In 2010 the first patient came to our outpatient clinic with the request for genital reconstruction after FGM. Since that time there has been a steady stream of patients coming to our clinic. Many of these women have a common history of fleeing warzones in Africa and also being victims of war violence. Furthermore many of these women could still recall the trauma of the initial rite. By taking the decision to undergo genital reconstruction these women are facing the possibility of being alienated from their own family and culture. While treating these patients it is essential to keep this social / cultural context in focus. We try to match the patient with a female case manager whom the patient can approach for support and information and who can be an advisor throughout the course of treatment. In the beginning we take scans to visualise the clitoral stump (Figure 5). At present we are operating on at least two patients a month. The operation can be done as a day surgery procedure under general anaesthesia. If the patient also wants a labia minora reconstruction then they need to be admitted for at least 24 hours. See Figure 6 for surgical photographs of the reconstruction.
Figure 6a (above left): Preoperative.
Figure 6b (above middle): Perioperative.
Figure 6c (above right): Direct postoperative.
This new demand for basic healthcare causes the health insurance companies some embarrassment. Should they pay or not pay for this treatment ? In principle this is a task for national policymakers and the national parliaments. Widespread political support is needed. As long as there are no national guidelines the health insurance companies may do as they please and the patients are at the mercy of arbitrary decisions of individual agents.

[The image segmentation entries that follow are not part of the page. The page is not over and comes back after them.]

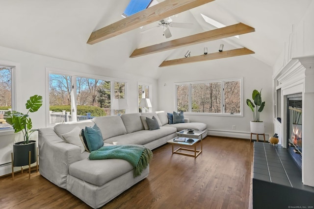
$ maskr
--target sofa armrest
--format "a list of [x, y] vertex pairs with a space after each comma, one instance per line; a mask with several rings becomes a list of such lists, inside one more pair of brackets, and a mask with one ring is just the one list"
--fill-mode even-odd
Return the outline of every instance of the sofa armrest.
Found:
[[61, 188], [66, 188], [69, 166], [81, 160], [80, 148], [63, 141], [52, 128], [38, 130], [39, 172]]

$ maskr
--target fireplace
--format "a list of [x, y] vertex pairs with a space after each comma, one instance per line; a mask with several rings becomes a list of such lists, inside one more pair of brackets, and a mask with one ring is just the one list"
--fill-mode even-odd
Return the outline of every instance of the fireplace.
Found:
[[302, 168], [304, 185], [314, 187], [314, 55], [291, 59], [274, 79], [280, 100], [274, 111], [280, 109], [275, 116], [281, 123], [274, 123], [281, 145]]
[[287, 148], [301, 170], [302, 155], [302, 93], [287, 96]]

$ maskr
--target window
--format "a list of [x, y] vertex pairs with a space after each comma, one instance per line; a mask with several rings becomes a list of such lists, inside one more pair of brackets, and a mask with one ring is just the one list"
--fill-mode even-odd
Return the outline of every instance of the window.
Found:
[[122, 14], [122, 17], [127, 17], [145, 9], [158, 2], [156, 0], [131, 0]]
[[[9, 110], [16, 110], [15, 71], [16, 67], [14, 63], [1, 63], [0, 64], [0, 115]], [[5, 119], [0, 117], [0, 132], [12, 130], [11, 126], [2, 123], [5, 121]]]
[[109, 116], [113, 99], [111, 95], [126, 98], [126, 83], [50, 72], [49, 123]]
[[177, 111], [242, 116], [241, 81], [176, 84]]
[[124, 114], [126, 113], [128, 103], [126, 100], [126, 83], [114, 82], [114, 115]]
[[0, 66], [0, 114], [11, 109], [12, 68]]
[[221, 83], [191, 84], [192, 112], [221, 113]]
[[[146, 110], [143, 110], [143, 107], [140, 107], [140, 103], [141, 103], [141, 101], [142, 101], [142, 99], [143, 98], [147, 98], [151, 99], [150, 94], [151, 94], [151, 85], [150, 84], [139, 84], [138, 87], [138, 112], [139, 113], [144, 113], [146, 111], [148, 112], [150, 112], [149, 108], [146, 108]], [[148, 108], [148, 109], [147, 109]]]
[[189, 85], [177, 85], [177, 109], [178, 111], [188, 112]]

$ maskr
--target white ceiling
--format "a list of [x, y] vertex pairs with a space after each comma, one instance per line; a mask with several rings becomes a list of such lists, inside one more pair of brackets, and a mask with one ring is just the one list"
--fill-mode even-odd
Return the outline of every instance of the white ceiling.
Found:
[[[171, 17], [173, 22], [193, 23], [194, 26], [192, 29], [171, 27], [170, 39], [162, 36], [160, 28], [140, 33], [156, 25], [154, 23], [93, 45], [87, 44], [92, 31], [122, 18], [129, 1], [0, 0], [0, 46], [156, 78], [160, 72], [158, 66], [165, 59], [183, 57], [188, 49], [191, 56], [201, 55], [205, 46], [209, 53], [216, 52], [220, 44], [225, 45], [224, 50], [246, 47], [255, 54], [245, 56], [272, 66], [292, 24], [299, 23], [312, 0], [216, 0]], [[129, 58], [135, 48], [214, 29], [201, 13], [226, 25], [241, 22], [256, 31], [240, 35], [239, 39], [231, 37]], [[192, 65], [207, 62], [210, 61]]]

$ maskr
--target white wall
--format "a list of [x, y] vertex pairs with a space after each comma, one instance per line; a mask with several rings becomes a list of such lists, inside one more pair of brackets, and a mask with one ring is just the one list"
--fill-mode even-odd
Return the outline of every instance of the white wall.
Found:
[[[157, 81], [154, 79], [121, 72], [119, 71], [118, 69], [103, 69], [0, 46], [0, 63], [3, 62], [16, 64], [19, 67], [16, 71], [17, 111], [22, 113], [26, 111], [25, 103], [29, 96], [35, 94], [43, 96], [44, 104], [42, 107], [38, 112], [31, 113], [34, 128], [46, 126], [46, 113], [49, 111], [46, 107], [46, 98], [48, 96], [46, 95], [47, 67], [61, 69], [65, 72], [70, 70], [117, 78], [119, 81], [126, 80], [128, 83], [127, 91], [129, 113], [137, 112], [138, 82], [151, 84], [153, 91], [152, 98], [153, 111], [157, 108], [158, 92]], [[0, 165], [11, 162], [10, 153], [13, 150], [13, 143], [23, 140], [18, 136], [0, 133]], [[34, 137], [35, 138], [33, 139], [36, 139], [37, 136]], [[10, 165], [9, 166], [0, 165], [0, 176], [10, 173]]]
[[[293, 31], [287, 34], [282, 52], [273, 67], [276, 75], [291, 58], [314, 55], [314, 1], [309, 7], [300, 23], [293, 25]], [[291, 25], [291, 27], [292, 25]]]
[[[207, 123], [209, 134], [249, 139], [250, 121], [253, 120], [253, 116], [245, 101], [247, 98], [251, 99], [253, 90], [262, 88], [262, 99], [266, 105], [261, 117], [265, 122], [265, 133], [273, 134], [272, 72], [270, 66], [251, 55], [245, 55], [200, 62], [197, 65], [177, 65], [161, 68], [160, 70], [162, 75], [158, 81], [158, 106], [160, 110], [170, 113], [175, 106], [175, 82], [243, 78], [243, 117], [186, 116], [192, 121]], [[236, 126], [235, 130], [232, 130], [233, 125]]]

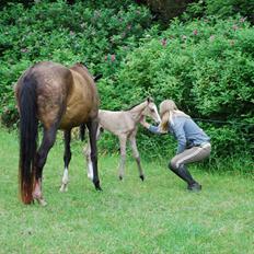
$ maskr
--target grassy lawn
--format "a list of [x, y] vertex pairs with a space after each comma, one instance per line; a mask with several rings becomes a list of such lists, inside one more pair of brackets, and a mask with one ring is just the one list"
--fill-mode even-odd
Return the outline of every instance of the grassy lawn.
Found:
[[142, 183], [134, 161], [117, 178], [117, 155], [100, 157], [103, 192], [84, 173], [80, 143], [72, 146], [70, 183], [59, 193], [62, 143], [44, 170], [46, 207], [24, 206], [18, 196], [19, 142], [0, 129], [0, 253], [253, 253], [253, 178], [192, 169], [201, 193], [163, 163], [142, 161]]

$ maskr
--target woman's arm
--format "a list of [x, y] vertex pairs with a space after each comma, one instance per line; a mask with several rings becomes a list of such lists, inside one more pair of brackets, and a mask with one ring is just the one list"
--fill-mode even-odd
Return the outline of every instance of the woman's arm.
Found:
[[159, 126], [148, 124], [145, 118], [141, 118], [139, 123], [151, 132], [161, 134]]

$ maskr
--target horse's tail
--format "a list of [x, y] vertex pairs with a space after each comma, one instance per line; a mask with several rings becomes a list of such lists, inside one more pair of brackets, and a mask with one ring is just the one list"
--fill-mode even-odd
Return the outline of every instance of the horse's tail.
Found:
[[20, 192], [24, 204], [33, 200], [34, 162], [37, 148], [36, 80], [24, 77], [20, 90]]

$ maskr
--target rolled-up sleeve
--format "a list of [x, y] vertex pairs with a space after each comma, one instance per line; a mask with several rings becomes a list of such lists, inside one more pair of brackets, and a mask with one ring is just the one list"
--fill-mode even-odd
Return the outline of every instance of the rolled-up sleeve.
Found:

FGM is recognised internationally as a violation of human rights. Today a total ban on all forms of circumcision in young females is the standard policy in Europe. As we accept this as a mutilation then we have to take the next step to try to reconstruct the patient, if and when there is a demand for a reconstruction. Therefore we believe, from both medical and ethical perspectives, that genital reconstruction after FGM should be provided as a service to be undertaken by specifically trained surgeons and should be reimbursed from the basic healthcare insurance policy. Finally, one of the greatest benefits of genital reconstruction is that these women will, in turn, protect their daughters from the cruel and inhuman abuse that constitutes female genital mutilation.
1. World Health Organization. Eliminating female genital mutilation. An interagency statement – OHCHR, UNAIDS, UNDP, UNECA, UNESCO, UNFPA, UNHCR, UNICEF, UNIFEM, WHO. Geneva, Switzerland; 2008. http://www.who.int/reproductivehealth/
Last accessed March 2014.
2. Vloeberghs E, Knipscheer J, van der Kwaak A, et al. Versluierde pijn, Onderzoek naar psycho-sociale gevolgen van meisjesbesnijdenis. 2010-120 blz.-978-90-75955-72-9-ISDN.
3. EURAPS 2013. Reconstruction after FGM Kliniek Amstelveen.
Last accessed March 2014.
4. Vos C, van Roosmalen J. Een klein onderwerp: vrouwelijke genitale verminking Ned Tschr Obst Gyn 2013;126:447-50.
5. Foldes P, Cuzin B, Andro A. Reconstructive surgery after female genital mutilation: a prospective cohort study. Lancet 2012;380(9837):134-41.
6. Dirie W. Desert Flower: The Extraordinary Life of a Desert Nomad 1st edition. William Morrow Pub; 1998.
7. Foldes P. Chirurgie plastique reconstructrice du clitoris apres mutilation sexuelle. Prog Urol 2004;14:47-50.
8. Foldes P. Reconstructive surgery of the clitoris after ritual excision. J Sex Med 2006;3(6):1091-4.
9. VAGZ. Werkwijzer beoordeling behandelingen van plastisch-chirurgische aard. 2012
Last accessed March 2014.
Declaration of competing interests: None declared.
TAKE HOME MESSAGE
FGM is recognised internationally as a violation of human rights.
By definition, FGM does not serve a medical purpose. It has immediate and late complications.
The need for genital reconstruction is growing in Europe due to the empowerment of the migrated and naturalised women from Africa in our culture.
The next step is to reconstruct the patient, if and when there is a demand for a reconstruction.
Furthermore there is no better warranty than a reconstructed mother to protect her daughters against FGM.